Banff National Park has a subarctic climate with three ecoregions, including montane, subalpine, and alpine. The forests are dominated by Lodgepole pine at lower elevations and Engelmann spruce in higher ones below the treeline, above which is primarily rocks and ice. The mountains are formed from sedimentary rocks which were pushed east over newer rock strata, between 80 and 55 million years ago. Erosion from water and ice has carved the mountains into their current shapes.

Banff National Park is an outdoor enthusiast’s paradise, defined by a picture-perfect mountain landscape of rugged peaks, sparkling lakes, and powerful rivers. Spanning 2,564 square miles, the park is part of the iconic Canadian Rockies mountain range. Tourists enjoy hiking, fishing, skiing, and wildlife watching, or simply relax in natural hot springs and admire the park’s majestic natural scenery.

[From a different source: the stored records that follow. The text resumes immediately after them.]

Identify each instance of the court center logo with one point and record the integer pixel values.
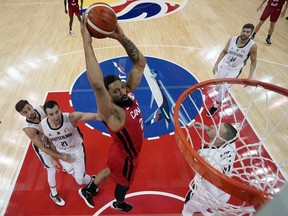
(135, 10)
(163, 82)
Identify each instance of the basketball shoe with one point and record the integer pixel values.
(96, 188)
(122, 206)
(268, 41)
(57, 199)
(87, 196)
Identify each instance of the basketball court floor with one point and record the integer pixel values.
(181, 40)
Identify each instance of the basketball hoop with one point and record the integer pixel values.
(256, 175)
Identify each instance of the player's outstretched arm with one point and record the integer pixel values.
(137, 58)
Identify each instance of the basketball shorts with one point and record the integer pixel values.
(43, 157)
(122, 166)
(77, 168)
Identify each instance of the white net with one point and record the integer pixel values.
(259, 156)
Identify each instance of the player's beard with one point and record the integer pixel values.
(33, 116)
(243, 37)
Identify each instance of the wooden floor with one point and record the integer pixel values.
(38, 55)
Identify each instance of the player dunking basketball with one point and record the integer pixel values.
(221, 155)
(120, 112)
(233, 58)
(73, 8)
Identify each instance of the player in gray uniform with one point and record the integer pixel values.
(220, 154)
(61, 129)
(233, 58)
(31, 128)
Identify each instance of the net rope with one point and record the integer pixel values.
(254, 165)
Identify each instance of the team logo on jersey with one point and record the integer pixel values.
(160, 87)
(134, 10)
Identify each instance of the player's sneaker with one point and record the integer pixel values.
(87, 196)
(122, 206)
(96, 188)
(268, 41)
(212, 111)
(71, 33)
(57, 199)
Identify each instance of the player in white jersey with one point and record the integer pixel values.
(233, 58)
(31, 128)
(221, 155)
(61, 129)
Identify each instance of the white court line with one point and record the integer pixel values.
(141, 193)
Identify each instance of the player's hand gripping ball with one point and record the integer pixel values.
(101, 20)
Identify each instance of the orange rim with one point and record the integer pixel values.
(198, 163)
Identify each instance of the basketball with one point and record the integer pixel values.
(101, 20)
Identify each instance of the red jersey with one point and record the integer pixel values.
(127, 143)
(276, 3)
(129, 137)
(73, 3)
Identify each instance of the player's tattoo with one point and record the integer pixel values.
(131, 49)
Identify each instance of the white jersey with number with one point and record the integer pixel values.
(44, 158)
(66, 138)
(236, 57)
(222, 159)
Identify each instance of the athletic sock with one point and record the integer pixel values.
(91, 187)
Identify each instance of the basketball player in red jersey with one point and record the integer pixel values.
(119, 111)
(73, 8)
(272, 9)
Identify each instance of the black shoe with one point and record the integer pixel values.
(122, 206)
(212, 111)
(268, 41)
(87, 197)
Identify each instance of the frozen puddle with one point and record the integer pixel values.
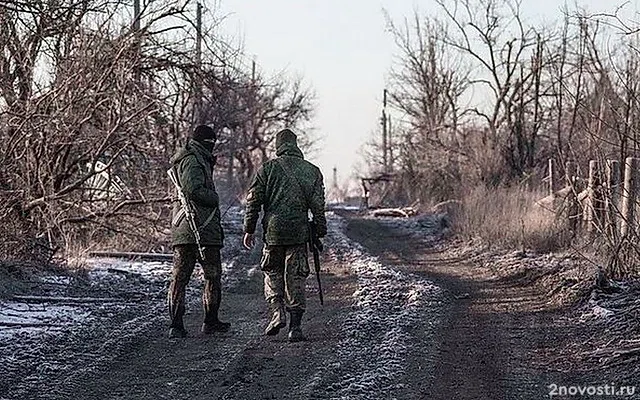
(387, 306)
(19, 318)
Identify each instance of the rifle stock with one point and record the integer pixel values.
(189, 214)
(316, 248)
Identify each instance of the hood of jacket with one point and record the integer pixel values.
(289, 148)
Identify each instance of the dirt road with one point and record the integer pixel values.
(401, 321)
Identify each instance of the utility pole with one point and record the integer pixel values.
(136, 15)
(385, 160)
(389, 142)
(197, 112)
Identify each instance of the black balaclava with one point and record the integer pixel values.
(205, 135)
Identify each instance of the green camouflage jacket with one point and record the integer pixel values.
(285, 209)
(193, 165)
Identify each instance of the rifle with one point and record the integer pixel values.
(316, 248)
(188, 211)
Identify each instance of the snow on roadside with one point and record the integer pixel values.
(388, 304)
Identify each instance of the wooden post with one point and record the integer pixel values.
(612, 197)
(573, 208)
(628, 224)
(551, 179)
(590, 209)
(595, 204)
(385, 159)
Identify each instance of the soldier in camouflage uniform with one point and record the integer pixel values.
(285, 188)
(193, 165)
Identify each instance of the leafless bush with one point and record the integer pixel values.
(511, 217)
(92, 107)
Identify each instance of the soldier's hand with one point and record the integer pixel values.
(249, 241)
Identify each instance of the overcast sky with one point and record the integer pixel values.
(342, 50)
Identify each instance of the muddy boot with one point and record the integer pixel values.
(295, 331)
(278, 319)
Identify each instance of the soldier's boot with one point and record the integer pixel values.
(278, 319)
(295, 330)
(211, 305)
(176, 312)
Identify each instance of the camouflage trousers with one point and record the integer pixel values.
(184, 261)
(285, 273)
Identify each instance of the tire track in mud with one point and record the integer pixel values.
(489, 340)
(394, 317)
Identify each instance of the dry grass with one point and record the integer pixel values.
(510, 217)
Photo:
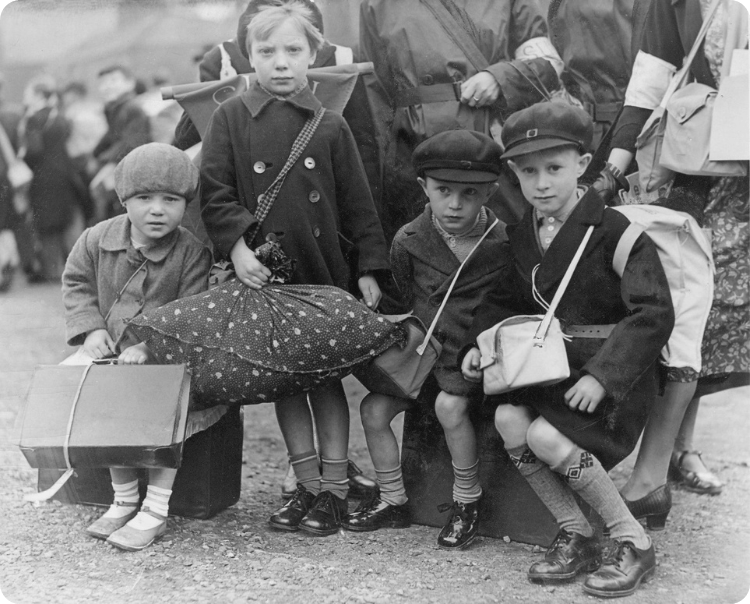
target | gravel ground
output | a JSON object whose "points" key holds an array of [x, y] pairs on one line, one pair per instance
{"points": [[703, 556]]}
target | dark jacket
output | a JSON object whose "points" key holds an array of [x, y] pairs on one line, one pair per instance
{"points": [[424, 266], [639, 304], [414, 57], [129, 127], [325, 195]]}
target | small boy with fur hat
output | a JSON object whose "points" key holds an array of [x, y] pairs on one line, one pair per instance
{"points": [[117, 269], [458, 171], [563, 438]]}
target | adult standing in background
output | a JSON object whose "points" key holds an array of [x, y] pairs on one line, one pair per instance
{"points": [[431, 84]]}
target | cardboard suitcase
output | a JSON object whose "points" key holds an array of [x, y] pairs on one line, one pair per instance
{"points": [[509, 507], [207, 482]]}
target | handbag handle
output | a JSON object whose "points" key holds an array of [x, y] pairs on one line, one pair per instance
{"points": [[423, 346], [541, 331], [679, 77]]}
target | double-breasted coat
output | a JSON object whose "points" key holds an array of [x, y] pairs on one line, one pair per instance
{"points": [[639, 306], [424, 267], [324, 201]]}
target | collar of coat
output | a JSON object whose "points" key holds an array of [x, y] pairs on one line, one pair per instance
{"points": [[256, 99], [116, 238], [557, 258], [424, 243]]}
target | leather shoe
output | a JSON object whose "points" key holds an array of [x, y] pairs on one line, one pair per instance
{"points": [[569, 555], [104, 527], [462, 525], [622, 571], [654, 507], [374, 514], [294, 510], [360, 486], [325, 515]]}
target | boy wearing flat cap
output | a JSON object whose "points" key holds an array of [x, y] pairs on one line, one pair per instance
{"points": [[564, 438], [458, 171], [119, 268]]}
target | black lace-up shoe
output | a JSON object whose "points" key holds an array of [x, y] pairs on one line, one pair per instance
{"points": [[294, 510], [325, 515], [622, 571], [569, 554], [375, 514], [462, 525]]}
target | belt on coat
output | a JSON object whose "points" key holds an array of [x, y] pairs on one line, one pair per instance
{"points": [[435, 93], [589, 331]]}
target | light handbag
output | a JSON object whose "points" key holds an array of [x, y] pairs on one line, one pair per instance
{"points": [[401, 371], [528, 350], [649, 145]]}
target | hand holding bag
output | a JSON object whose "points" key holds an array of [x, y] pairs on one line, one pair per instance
{"points": [[401, 371], [528, 350]]}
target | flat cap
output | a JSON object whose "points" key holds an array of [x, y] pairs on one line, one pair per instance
{"points": [[458, 156], [544, 126], [156, 167]]}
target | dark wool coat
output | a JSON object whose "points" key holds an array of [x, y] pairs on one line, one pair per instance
{"points": [[414, 56], [56, 188], [129, 127], [424, 266], [102, 261], [324, 200], [639, 304]]}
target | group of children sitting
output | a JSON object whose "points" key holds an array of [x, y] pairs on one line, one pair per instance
{"points": [[562, 438]]}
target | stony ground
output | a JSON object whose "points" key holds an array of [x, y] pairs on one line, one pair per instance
{"points": [[234, 558]]}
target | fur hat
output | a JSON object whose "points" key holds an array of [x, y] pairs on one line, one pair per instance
{"points": [[156, 167]]}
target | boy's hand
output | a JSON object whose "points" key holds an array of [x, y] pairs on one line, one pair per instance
{"points": [[470, 366], [248, 268], [370, 291], [480, 90], [99, 344], [586, 394], [135, 355]]}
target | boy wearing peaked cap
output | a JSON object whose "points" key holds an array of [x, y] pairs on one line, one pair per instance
{"points": [[119, 268], [458, 172], [564, 438]]}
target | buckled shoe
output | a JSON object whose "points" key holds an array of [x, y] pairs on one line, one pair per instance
{"points": [[569, 555]]}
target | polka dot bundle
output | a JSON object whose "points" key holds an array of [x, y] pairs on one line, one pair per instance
{"points": [[248, 346]]}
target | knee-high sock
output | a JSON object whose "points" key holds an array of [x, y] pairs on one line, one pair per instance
{"points": [[586, 476], [551, 489]]}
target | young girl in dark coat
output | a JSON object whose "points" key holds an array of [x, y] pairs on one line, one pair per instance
{"points": [[563, 438], [324, 199]]}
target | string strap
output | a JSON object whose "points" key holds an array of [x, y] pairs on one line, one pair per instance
{"points": [[423, 346], [50, 492]]}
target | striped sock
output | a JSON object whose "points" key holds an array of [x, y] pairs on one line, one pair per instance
{"points": [[334, 477], [466, 488], [391, 483], [307, 470]]}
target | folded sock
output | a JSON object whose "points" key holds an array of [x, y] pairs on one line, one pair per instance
{"points": [[550, 488], [334, 477], [466, 488], [590, 480], [391, 483], [307, 470]]}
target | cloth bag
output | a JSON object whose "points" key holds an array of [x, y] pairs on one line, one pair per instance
{"points": [[401, 371], [527, 350]]}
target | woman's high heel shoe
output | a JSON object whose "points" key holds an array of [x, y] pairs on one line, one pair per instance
{"points": [[654, 507]]}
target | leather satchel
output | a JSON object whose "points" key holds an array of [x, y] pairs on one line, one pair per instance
{"points": [[527, 350]]}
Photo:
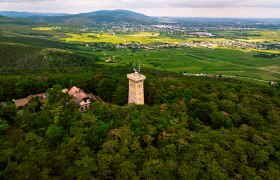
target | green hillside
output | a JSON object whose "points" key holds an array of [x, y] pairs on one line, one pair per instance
{"points": [[197, 128]]}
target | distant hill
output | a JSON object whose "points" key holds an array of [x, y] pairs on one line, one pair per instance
{"points": [[15, 14], [8, 20], [97, 17]]}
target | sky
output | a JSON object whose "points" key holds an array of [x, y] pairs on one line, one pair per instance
{"points": [[174, 8]]}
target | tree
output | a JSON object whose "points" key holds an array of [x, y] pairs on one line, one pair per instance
{"points": [[106, 88], [120, 95]]}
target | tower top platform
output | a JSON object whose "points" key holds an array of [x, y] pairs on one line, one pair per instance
{"points": [[136, 76]]}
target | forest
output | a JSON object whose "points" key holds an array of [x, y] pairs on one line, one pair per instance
{"points": [[189, 127], [215, 129]]}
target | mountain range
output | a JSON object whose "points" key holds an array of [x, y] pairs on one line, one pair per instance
{"points": [[83, 18]]}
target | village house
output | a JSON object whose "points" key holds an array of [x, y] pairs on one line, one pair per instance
{"points": [[79, 97]]}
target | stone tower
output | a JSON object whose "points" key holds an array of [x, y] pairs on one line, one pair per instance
{"points": [[136, 88]]}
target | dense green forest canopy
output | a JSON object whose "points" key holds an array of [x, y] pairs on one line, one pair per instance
{"points": [[191, 127]]}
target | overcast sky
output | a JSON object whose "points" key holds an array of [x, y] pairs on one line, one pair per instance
{"points": [[185, 8]]}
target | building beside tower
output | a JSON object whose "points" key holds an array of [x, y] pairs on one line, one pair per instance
{"points": [[136, 88]]}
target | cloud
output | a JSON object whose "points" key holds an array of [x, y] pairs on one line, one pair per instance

Although Banff is infamous for its mountainous landscape, the park also contains several incredible icefields and glaciers – many of which are accessible to visitors. The largest glaciated areas, the Waputik and Wapta Icefields sit on the Banff-Yoho border. The Waputik Icefield spans over 21 square miles in area and feeds the Peyto, Bow, and Vulture Glaciers. The Columbia Icefield, which sits at the northern end of the park, straddles the Banff and Jasper border. The Columbia Icefield is the largest icefield in the Rocky Mountains and feeds Athabasca Glacier, one of the most popular attractions in the park, as well as five other glaciers – the Castleguard, Columbia, Dome, Stutfield, and Saskatchewan glaciers.

In the warmer months, Banff offers over 1,600 kilometers of defined trails to explore. Take on one of the scenic trails running through the Sunshine Meadows, an alpine meadow set at an elevation of around 7,300 feet. The Parker Ridge Trail is another favorite of hikers, offering incredible views of the Saskatchewan Glacier.

Winter in Banff National Park is all about skiing, with the park offering one of the longest ski seasons in North America. Enjoy heated chairlifts and more than 107 runs at Sunshine Village and head to the Lake Louise Ski Resort to try other winter activities like tubing and snowshoeing.